We absolutely love product development. We’re now both trained natural skincare formulators, and we still formulate everything in house. This puts us very much as the centre of each product and we source ideas from our team, trends, the mainstream industry and often our community. We like to make it a really collaborative process and launch products that feel as though they were developed with everyone in mind.

You are a totally transparent company, which alone deserves plaudits. Can it be a difficult process sourcing your botanicals and natural ingredients?

We aim to be transparent in our ingredients of course, we list everything in plain English as well as the traditional Latin, and aim to build on this transparency with the launch of bybi.com in a few months. However, we’re also transparent in our supply chain, who owns the brand, who formulates the product. Our consumers have a real sense of where the product came from and how much love and attention is taken with every new launch.

 

BYBI Babe Balm

 

As two female founders and being based in London, do you feel there is enough support when trying to break into the skin care market as a newcomer?

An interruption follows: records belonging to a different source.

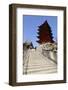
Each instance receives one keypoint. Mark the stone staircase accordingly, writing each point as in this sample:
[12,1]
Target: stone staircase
[39,64]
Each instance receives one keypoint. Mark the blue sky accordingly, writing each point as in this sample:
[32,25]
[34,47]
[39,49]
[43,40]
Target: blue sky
[31,23]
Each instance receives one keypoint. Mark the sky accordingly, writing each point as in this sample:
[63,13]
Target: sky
[30,27]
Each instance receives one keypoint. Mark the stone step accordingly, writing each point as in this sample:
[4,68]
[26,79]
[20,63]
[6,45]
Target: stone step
[42,71]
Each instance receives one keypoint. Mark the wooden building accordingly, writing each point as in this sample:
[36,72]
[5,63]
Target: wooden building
[44,33]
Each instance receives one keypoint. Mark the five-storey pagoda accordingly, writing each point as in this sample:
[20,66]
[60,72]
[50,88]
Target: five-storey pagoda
[45,33]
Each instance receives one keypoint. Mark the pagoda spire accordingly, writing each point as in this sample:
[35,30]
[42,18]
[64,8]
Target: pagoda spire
[44,33]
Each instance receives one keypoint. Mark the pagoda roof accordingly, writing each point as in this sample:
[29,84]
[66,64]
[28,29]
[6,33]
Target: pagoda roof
[45,23]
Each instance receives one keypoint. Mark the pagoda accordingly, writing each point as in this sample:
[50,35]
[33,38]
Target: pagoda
[44,33]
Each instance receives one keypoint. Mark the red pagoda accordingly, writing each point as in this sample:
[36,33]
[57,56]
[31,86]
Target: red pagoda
[44,33]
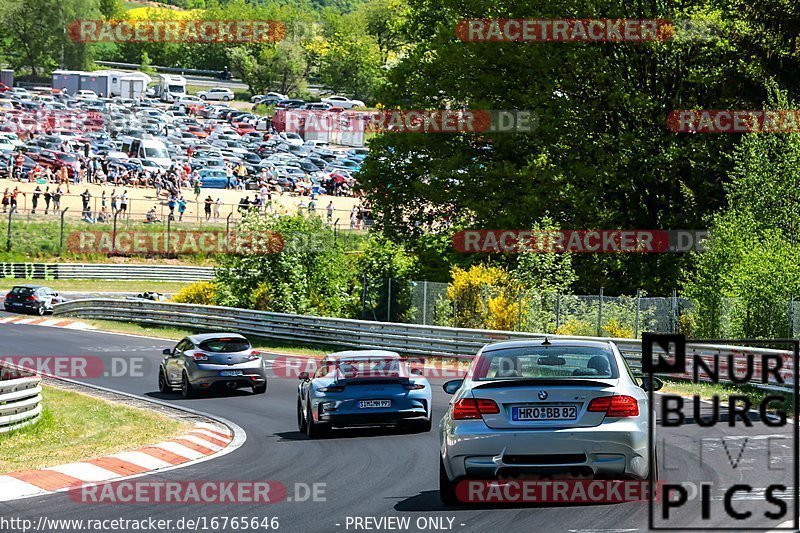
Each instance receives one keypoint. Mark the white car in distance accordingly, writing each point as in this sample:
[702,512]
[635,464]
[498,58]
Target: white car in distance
[343,102]
[217,93]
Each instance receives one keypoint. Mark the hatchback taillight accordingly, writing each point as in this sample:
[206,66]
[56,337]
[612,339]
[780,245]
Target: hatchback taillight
[619,406]
[470,409]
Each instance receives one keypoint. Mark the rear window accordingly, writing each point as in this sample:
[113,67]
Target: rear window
[370,367]
[22,291]
[222,345]
[541,362]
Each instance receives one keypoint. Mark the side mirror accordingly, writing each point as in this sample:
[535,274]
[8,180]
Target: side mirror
[450,387]
[653,384]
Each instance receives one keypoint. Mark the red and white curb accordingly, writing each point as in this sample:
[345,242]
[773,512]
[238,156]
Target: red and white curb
[205,441]
[50,322]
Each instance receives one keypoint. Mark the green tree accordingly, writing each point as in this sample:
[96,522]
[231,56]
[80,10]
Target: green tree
[601,156]
[751,263]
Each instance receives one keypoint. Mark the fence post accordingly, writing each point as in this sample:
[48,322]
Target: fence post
[558,310]
[8,237]
[389,302]
[336,231]
[61,241]
[114,232]
[364,298]
[425,303]
[674,310]
[169,228]
[600,313]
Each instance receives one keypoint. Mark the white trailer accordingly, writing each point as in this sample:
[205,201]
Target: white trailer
[170,87]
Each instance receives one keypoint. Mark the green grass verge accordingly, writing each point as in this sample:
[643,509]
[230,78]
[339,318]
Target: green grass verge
[97,285]
[75,427]
[178,333]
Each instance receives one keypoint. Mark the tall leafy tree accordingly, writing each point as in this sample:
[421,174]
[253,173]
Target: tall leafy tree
[601,156]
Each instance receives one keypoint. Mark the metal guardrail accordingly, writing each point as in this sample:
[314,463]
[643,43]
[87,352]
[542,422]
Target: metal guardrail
[120,271]
[411,339]
[20,398]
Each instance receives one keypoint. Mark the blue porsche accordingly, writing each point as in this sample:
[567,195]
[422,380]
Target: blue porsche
[363,388]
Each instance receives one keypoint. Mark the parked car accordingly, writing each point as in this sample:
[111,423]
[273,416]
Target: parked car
[362,388]
[343,102]
[32,298]
[217,93]
[201,362]
[559,407]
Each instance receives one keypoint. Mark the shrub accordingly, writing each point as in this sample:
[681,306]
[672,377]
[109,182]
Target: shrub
[575,327]
[201,292]
[483,297]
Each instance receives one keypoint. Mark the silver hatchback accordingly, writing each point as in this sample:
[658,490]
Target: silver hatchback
[541,409]
[200,362]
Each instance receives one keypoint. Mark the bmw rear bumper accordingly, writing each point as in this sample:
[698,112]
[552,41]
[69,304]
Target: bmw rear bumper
[473,450]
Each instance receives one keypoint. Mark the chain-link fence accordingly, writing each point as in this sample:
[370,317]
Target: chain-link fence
[435,303]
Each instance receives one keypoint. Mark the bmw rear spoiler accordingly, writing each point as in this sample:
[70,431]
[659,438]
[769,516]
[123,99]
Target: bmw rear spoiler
[528,382]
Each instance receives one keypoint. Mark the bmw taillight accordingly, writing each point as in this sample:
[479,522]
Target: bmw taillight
[331,388]
[470,409]
[619,406]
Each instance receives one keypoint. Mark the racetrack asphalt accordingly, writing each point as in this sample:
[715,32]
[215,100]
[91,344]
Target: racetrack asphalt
[385,472]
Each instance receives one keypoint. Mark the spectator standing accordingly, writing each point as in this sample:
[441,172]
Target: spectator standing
[181,207]
[35,199]
[123,202]
[57,199]
[47,197]
[209,202]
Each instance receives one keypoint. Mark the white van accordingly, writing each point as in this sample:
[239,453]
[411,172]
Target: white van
[151,149]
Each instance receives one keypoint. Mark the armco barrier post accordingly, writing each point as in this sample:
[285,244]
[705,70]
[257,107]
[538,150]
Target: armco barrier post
[114,232]
[8,235]
[61,238]
[425,303]
[600,313]
[169,228]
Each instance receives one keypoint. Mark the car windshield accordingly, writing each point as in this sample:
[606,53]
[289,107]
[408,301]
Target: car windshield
[22,291]
[365,367]
[546,362]
[224,345]
[156,153]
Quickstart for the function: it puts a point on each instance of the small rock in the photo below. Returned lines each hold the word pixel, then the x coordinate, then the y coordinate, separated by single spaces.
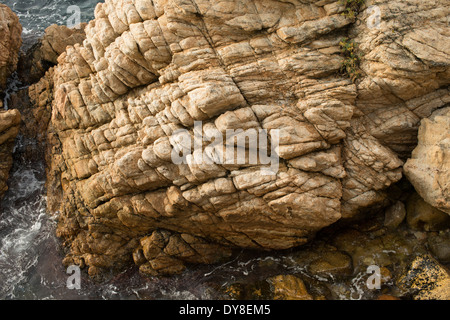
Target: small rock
pixel 423 217
pixel 394 215
pixel 289 287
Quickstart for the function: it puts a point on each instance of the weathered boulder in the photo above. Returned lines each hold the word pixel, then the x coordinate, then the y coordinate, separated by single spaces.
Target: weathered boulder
pixel 147 72
pixel 10 42
pixel 428 169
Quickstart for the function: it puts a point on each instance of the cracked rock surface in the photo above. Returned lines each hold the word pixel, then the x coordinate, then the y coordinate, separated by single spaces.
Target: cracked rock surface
pixel 149 68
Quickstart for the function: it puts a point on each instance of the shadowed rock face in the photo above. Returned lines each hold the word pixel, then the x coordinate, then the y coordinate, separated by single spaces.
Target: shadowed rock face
pixel 10 42
pixel 9 128
pixel 150 68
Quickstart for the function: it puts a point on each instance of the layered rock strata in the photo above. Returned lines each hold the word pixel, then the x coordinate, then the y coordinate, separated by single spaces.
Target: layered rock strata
pixel 148 69
pixel 429 167
pixel 9 128
pixel 10 42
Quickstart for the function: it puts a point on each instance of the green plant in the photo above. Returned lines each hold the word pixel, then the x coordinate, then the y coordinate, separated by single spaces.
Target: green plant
pixel 352 58
pixel 351 8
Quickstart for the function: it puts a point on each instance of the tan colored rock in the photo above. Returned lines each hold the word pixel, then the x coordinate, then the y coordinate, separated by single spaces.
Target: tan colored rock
pixel 144 73
pixel 423 217
pixel 289 287
pixel 426 279
pixel 394 215
pixel 10 43
pixel 428 169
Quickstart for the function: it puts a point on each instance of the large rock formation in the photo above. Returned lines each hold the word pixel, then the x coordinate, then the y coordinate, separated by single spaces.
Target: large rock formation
pixel 10 42
pixel 150 68
pixel 44 54
pixel 9 128
pixel 429 167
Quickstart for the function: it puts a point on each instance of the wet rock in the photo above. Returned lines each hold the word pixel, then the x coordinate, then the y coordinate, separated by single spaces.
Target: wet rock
pixel 426 279
pixel 44 54
pixel 422 216
pixel 167 253
pixel 141 75
pixel 9 128
pixel 395 215
pixel 289 287
pixel 439 245
pixel 428 169
pixel 10 42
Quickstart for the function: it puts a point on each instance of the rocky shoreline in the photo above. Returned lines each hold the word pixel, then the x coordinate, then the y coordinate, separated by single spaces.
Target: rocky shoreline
pixel 364 158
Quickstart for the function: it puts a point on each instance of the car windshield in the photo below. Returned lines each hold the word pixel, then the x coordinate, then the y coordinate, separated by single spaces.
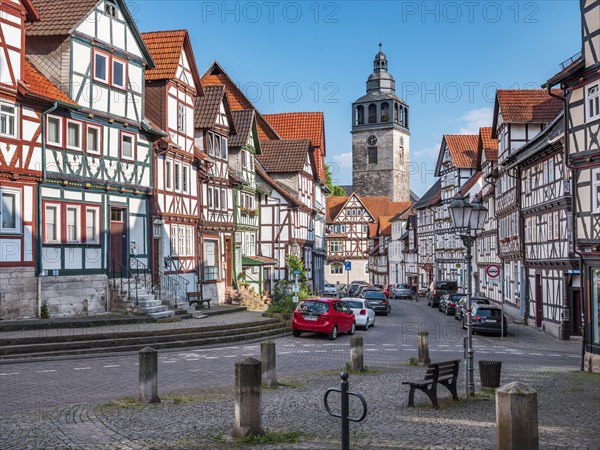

We’ve had tremendous support from press, but also retailers, and we’re launching with some big names in the coming months. They are all adapting their attitudes and even their physical retail spaces to work with new brands, and particularly brands like ours are attractive given our social media influence and ability to launch new on trend products very quickly. Of course, we get a lot of attention by being natural and vegan as there’s a massive consumer demand for that, and many of the big brands are still slowly trying to reformulate, but also we’ve had support for us as women founders, being digitally savvy, being a British independent brand. It’s a great time to be in the industry as a newcomer!

There has been greater attention on ethical and sustainable products in recent years, from fashion to skincare. How do you see the industry progressing?

It’s about time really! The fashion industry is a terrible global polluter and the cosmetics industry is no better: things like animal testing, microbeads, excess plastic packaging. We’d believe, and hope, that it isn’t just a trend and really all brands adjust their manufacturing and distribution processes to be sustainable, ethical and environmentally friendly.

And finally, if you could share one piece of advice with someone considering shopping in a more conscious way but they don’t know where to start, what would it be?

Demand supply chain transparency from your brand and if they don’t give you straight answers, there’s probably something to hide. Things we always look for: where is it made and what from.